Channel Configuration
For the file formats (CSV and AVRO) the following action definitions are required to handle certain limitations of the Hive deserialization implementation during Bulk or Row-wise Compare:
For CSV,
Group Table Action HDFS * FileFormat/NullRepresentation=\\N HDFS * TableProperties/CharacterMapping="\x00>\\0;\n>\\n;\r>\\r;">\"" HDFS * TableProperties/MapBinary=BASE64 For Avro,
Group Table Action HDFS * FileFormat/AvroVersion=v1_8 v1_8 is the default value for FileFormat /AvroVersion, so it is not mandatory to define this action.
The JSON file format is not supported in MapR.
Connecting to MapR
HVR can connect to MapR with or without using the MapR user impersonation. The configuration/setup requirements differ on each scenarios mentioned below.
Without MapR User Impersonation
- When hub connects to MapR server using HVR remotelistener installed on the MapR server.
- Log in as MapR user and start the remotelistener on the MapR server.
- When hub connects directly to the MapR server or if the integrate server (this is separate from MapR server) connects to the MapR server.
Create a MapR user on the hub/integrate server. Login as root user and execute the following commands.
groupadd -g2000 mapr
useradd -gmapr -m -u2000 mapr
passwd mapr
Login as MapR user and start the remotelistener on hub/integrate server.
With MapR User Impersonation
For more information about MapR user impersonation, refer to MapR Documentation.
- When the hub connects to the MapR server using the remotelistener on the MapR server, the MapR user impersonation is not required.
- When the hub connects directly to the MapR server or if the integrate server (this is separate from MapR server) connects to the MapR server.

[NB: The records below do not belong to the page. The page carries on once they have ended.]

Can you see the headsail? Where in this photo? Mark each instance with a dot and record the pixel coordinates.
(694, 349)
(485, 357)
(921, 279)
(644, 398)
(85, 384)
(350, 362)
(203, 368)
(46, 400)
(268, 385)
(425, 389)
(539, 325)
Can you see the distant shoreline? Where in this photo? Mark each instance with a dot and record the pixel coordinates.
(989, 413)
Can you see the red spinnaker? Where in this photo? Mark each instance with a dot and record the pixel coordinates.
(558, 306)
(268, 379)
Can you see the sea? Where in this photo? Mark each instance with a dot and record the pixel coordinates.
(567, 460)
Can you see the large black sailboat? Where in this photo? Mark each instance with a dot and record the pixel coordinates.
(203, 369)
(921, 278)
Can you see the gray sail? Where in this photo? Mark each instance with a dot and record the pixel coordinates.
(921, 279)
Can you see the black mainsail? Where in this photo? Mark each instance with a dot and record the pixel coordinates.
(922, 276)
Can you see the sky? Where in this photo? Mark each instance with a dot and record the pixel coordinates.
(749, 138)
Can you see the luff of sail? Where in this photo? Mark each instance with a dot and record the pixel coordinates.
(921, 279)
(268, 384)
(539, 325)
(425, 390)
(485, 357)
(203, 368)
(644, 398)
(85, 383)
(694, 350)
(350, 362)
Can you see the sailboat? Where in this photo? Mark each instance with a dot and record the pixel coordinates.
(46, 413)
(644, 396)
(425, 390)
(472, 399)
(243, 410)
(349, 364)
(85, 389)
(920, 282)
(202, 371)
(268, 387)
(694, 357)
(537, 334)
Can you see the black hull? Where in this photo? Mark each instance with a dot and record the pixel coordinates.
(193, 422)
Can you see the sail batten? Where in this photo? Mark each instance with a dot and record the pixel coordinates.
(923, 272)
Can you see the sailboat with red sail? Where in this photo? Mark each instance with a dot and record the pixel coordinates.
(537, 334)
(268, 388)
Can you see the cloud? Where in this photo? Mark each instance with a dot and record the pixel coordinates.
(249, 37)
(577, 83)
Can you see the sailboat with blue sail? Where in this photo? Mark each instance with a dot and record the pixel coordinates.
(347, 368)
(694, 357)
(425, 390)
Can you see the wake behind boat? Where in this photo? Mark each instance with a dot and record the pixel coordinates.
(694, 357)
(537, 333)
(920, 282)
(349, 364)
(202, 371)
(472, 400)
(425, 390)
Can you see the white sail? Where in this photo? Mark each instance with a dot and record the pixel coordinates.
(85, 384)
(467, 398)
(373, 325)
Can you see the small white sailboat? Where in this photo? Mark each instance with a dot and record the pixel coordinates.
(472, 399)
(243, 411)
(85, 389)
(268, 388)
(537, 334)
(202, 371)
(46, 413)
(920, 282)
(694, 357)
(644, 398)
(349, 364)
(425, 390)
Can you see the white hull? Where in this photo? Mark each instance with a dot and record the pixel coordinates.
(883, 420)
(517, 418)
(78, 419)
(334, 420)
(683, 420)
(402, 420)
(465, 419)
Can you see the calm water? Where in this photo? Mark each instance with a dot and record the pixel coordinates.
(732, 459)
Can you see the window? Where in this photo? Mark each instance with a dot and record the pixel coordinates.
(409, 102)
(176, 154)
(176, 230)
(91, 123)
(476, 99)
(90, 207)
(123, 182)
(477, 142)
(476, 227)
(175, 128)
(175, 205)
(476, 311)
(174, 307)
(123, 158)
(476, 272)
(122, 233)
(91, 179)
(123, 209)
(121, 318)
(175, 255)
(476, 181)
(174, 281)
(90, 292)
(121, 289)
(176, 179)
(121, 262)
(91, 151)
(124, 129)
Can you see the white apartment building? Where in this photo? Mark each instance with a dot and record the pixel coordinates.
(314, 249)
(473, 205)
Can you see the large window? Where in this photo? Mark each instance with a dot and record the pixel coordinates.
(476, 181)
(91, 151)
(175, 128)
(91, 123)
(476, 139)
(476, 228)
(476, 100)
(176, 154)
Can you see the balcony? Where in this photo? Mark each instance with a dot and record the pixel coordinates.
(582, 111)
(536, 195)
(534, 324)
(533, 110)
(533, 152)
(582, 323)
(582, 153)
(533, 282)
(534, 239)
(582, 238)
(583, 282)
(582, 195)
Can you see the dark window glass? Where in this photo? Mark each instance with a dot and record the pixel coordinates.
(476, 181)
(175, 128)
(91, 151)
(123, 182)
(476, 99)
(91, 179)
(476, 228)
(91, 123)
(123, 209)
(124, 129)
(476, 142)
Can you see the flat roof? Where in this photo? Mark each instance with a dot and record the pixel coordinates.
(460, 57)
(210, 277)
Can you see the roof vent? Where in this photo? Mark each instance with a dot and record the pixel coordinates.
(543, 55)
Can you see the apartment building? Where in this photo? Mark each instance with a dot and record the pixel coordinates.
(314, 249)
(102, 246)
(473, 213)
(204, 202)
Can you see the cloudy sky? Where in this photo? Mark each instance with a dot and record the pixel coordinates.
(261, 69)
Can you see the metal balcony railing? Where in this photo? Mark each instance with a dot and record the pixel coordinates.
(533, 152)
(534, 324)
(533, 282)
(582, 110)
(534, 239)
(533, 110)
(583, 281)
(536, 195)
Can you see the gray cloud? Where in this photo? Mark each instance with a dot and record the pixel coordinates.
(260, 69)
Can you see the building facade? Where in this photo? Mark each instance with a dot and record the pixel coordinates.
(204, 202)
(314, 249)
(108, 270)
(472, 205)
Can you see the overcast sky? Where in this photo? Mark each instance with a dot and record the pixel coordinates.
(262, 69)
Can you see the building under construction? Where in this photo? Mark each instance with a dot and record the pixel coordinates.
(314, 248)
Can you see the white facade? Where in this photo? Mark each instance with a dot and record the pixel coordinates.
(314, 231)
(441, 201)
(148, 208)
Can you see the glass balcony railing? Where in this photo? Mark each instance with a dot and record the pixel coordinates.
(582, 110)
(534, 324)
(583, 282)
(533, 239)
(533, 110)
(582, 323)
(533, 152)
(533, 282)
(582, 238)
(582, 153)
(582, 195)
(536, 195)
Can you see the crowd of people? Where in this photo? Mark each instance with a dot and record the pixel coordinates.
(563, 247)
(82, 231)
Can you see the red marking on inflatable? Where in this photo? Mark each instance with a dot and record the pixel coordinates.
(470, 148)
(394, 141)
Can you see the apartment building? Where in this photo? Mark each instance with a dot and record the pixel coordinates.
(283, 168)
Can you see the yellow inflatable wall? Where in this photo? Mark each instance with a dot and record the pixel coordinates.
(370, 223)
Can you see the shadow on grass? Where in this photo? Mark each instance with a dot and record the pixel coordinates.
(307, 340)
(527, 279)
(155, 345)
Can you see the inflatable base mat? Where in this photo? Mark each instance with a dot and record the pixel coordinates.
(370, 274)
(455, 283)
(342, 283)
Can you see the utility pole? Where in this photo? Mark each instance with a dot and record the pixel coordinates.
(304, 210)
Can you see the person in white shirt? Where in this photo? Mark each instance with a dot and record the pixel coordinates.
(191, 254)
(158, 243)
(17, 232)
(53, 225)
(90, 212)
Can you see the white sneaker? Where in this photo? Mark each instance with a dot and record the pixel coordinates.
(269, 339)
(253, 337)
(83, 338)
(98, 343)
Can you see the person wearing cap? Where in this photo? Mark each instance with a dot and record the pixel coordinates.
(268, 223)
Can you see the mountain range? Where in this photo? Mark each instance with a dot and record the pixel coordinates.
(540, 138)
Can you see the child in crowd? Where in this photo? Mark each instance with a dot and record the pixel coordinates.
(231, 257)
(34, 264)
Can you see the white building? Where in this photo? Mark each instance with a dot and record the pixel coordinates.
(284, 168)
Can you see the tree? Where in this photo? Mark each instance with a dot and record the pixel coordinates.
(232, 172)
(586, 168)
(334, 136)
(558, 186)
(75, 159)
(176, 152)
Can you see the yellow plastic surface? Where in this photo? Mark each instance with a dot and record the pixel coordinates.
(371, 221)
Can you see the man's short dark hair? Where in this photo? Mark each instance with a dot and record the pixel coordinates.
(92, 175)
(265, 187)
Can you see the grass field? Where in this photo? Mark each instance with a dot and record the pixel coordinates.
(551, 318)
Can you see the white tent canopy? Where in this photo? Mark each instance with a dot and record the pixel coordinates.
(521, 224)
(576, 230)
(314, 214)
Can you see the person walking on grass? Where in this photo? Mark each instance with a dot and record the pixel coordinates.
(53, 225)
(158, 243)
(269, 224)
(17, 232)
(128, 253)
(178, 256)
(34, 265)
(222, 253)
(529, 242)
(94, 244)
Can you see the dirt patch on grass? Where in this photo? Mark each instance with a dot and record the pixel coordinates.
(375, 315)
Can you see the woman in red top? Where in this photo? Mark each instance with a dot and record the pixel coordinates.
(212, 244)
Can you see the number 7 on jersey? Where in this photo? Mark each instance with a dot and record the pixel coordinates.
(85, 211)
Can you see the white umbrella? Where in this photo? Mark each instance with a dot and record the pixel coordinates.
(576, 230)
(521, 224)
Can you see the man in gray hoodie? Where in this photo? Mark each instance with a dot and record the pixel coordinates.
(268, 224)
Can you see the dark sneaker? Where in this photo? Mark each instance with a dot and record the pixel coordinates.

Login as root user on hub/integrate server and modify the core-site.xml file available in /opt/mapr/hadoop/hadoop-2.7.0/etc/hadoop/ directory as shown below:
<property> <name>hadoop.proxyuser.mapr.hosts</name> <value>*</value> </property> <property> <name>hadoop.proxyuser.mapr.groups</name> <value>*</value> </property> <property> <name>fs.mapr.server.resolve.user</name> <value>true</value> </property>
For more information, refer to MapR Documentation.
Create a file in /opt/mapr/conf/proxy/ that has name of the mapr superuser or any other user. This file can also be copied as shown below,
sudo cp /opt/mapr/conf/proxy/mapr /opt/mapr/conf/proxy/hvrremotelistener_os_user
Export MapR impersonation,
export MAPR_IMPERSONATION_ENABLED=true
Start hvrremotelistener as hvrremotelistener_os_user
On the MapR server, execute the following using the config command,
maprcli config save -values {cldb.security.resolve.user:1};
For more information, refer to MapR Documentation.
To verify this update, execute:
maprcli config load -keys cldb.security.resolve.user
Restart the MapR CLDB.